My work on The Million Dollar Contribution of All Mistakes has taken two directions: one is visual, and the other is auditory. At the beginning of the year, I started a series of drawings and poems, the latter based on the former. I am very shortsighted and wondered how I could use this limitation in my series. What happens when you cannot entirely control what is happening on the page? Does the hand want to follow familiar paths? If I can’t see the page well and have to rely on my memory and the residual sounds of the words, how does that affect my poem? Later in my residency, as I also wanted to explore reading aloud and how sounds can enhance the experience—not only for the audience but also for me as a performer—I designed an improvisational performance with my partner, the musician Juliana Perdigão. She uses a small, battery-operated radio to tune into a live station and, by means of loops and distortions, creates a sound base over which I read. There are a few guidelines to this: I should always read from my newest material, something untested in public, and, whenever possible, I should attempt to sing some of these texts. The act of creation happens again as I try to fit the poem into the sounds and modulate it with my voice, accepting and incorporating mistakes. – Angélica Freitas

anora[k]araoke is a series of events programmed by Judith Hamann and Jules Reidy, exploring community DIY karaoke as a collective performance practice. Each anora[k]araoke session begins with an artistic response to a broad range of ideas encompassing poetics of memory, dedicated amateurism, entanglement with failure, utopian horizons, and how we might build communities, solidarity, resistance, and connection through the party.
Come sing your hearts and hurts out with us.

 

Angélica Freitas is a Brazilian poet and author known for her explorations of gender, nationality, and high/low culture in contemporary society. Her work includes three books of poetry, including Der Uterus ist so groß wie eine Faust, translated by Odile Kennel and published in Germany by Elif Verlag in 2020. In 2020, she arrived in Berlin with the DAAD Künstlerprogramm and has since made the city her home. In 2024, Angélica was a resident at anorak as part of the program Weltoffenes Berlin.
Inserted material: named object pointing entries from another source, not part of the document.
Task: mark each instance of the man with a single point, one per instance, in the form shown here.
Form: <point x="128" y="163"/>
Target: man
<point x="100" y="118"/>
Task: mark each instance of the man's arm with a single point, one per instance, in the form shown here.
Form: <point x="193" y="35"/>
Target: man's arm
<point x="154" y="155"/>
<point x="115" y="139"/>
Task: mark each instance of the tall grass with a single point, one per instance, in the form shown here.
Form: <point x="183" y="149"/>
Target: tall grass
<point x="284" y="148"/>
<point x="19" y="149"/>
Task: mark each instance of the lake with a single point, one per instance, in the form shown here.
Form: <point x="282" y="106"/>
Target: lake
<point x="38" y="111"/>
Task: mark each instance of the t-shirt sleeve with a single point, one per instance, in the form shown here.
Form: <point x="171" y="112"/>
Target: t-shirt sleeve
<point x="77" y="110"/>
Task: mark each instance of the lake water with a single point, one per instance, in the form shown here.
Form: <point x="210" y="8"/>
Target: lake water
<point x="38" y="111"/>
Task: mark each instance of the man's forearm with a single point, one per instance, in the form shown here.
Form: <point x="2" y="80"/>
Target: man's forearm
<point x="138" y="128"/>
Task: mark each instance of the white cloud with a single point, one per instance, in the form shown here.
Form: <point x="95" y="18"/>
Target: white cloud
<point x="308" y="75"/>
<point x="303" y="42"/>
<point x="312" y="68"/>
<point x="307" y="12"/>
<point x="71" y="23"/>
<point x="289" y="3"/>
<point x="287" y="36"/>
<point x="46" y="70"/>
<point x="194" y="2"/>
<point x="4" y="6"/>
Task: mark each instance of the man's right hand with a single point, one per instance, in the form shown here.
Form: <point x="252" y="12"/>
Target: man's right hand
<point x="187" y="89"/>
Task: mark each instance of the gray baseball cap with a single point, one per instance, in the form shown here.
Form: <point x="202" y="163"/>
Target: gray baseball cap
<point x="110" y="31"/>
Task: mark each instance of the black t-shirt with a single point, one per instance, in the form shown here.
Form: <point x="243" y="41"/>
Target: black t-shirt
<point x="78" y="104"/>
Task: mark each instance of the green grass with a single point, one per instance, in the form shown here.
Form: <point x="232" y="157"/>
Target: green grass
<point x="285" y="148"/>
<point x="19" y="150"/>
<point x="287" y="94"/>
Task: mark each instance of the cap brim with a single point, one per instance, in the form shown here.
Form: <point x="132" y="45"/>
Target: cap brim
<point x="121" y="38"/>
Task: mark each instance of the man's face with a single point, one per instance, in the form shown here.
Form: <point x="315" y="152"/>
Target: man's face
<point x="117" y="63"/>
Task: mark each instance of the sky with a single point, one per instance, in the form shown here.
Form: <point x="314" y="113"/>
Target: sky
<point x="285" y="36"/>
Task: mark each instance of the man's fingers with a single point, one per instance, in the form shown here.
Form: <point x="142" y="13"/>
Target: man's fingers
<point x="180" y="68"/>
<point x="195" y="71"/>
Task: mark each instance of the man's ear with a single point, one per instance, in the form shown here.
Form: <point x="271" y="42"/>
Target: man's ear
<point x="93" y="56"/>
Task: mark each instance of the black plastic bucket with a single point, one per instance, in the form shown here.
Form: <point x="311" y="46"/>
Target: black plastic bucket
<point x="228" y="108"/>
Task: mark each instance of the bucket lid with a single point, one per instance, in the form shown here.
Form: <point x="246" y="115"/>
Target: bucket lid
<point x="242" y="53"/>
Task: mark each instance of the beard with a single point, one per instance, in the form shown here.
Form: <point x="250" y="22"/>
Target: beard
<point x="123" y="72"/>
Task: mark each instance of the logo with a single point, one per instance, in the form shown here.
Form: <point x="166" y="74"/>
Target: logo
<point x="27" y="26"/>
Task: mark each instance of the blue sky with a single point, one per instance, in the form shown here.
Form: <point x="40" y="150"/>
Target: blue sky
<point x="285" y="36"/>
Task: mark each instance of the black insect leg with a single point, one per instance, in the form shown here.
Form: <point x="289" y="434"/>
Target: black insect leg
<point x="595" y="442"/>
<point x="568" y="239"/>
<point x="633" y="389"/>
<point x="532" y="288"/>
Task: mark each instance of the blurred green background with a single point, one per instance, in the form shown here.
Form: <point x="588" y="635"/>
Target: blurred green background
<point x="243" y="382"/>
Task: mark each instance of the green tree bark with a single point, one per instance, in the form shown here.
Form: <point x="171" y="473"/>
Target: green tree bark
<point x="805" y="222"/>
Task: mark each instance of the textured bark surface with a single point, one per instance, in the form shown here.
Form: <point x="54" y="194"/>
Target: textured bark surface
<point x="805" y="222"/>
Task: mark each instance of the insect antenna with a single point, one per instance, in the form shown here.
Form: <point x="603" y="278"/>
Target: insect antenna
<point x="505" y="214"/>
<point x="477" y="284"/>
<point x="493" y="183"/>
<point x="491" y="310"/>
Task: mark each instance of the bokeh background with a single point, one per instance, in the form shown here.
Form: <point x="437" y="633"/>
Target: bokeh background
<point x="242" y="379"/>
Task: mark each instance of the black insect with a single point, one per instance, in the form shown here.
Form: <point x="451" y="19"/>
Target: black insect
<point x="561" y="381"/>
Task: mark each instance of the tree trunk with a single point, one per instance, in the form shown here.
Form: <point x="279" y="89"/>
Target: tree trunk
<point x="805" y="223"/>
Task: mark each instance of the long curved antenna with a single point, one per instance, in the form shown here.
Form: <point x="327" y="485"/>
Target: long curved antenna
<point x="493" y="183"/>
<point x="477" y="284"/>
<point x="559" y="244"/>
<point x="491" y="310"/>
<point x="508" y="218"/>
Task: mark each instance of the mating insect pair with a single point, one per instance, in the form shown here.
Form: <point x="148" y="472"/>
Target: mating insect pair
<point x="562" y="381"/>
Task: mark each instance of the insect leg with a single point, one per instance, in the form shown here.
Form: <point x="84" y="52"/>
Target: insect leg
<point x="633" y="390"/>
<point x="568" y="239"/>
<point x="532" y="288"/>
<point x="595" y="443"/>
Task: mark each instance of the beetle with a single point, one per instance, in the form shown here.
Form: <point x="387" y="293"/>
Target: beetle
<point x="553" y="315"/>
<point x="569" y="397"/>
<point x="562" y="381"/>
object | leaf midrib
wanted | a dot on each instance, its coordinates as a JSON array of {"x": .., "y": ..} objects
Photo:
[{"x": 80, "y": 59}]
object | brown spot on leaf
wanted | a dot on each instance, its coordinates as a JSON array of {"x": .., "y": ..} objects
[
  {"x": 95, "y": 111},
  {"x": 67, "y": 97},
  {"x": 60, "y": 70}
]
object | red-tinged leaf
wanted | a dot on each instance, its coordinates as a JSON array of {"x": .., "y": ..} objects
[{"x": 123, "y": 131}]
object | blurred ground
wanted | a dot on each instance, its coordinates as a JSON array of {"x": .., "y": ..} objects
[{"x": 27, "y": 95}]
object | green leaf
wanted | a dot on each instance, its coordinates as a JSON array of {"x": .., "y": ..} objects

Juliana Perdigão is a Brazilian composer, performer, producer, singer songwriter, musician and sound artist. She has been performing in stage and studio for over 20 years and dedicates her artistic work to the search of interconnections between sound, words and performance.

Judith Hamann is a composer/performer born in Narrm/Melbourne, and currently based in Berlin. Their work encompasses performance, electro-acoustic composition, site specific generative work, and micro-tonal systems in a process based creative practice.

Jules Reidy is a musician based in Berlin. As a soloist, they make weird songs for guitar(s) and electronics. They otherwise play in Sun Kit, the Pitch, Oren Ambarchi’s “Carpe Diem”, as well as in duo projects with Sam Dunscombe, Andrea Belfi and Morten Joh, and lots of other stuff.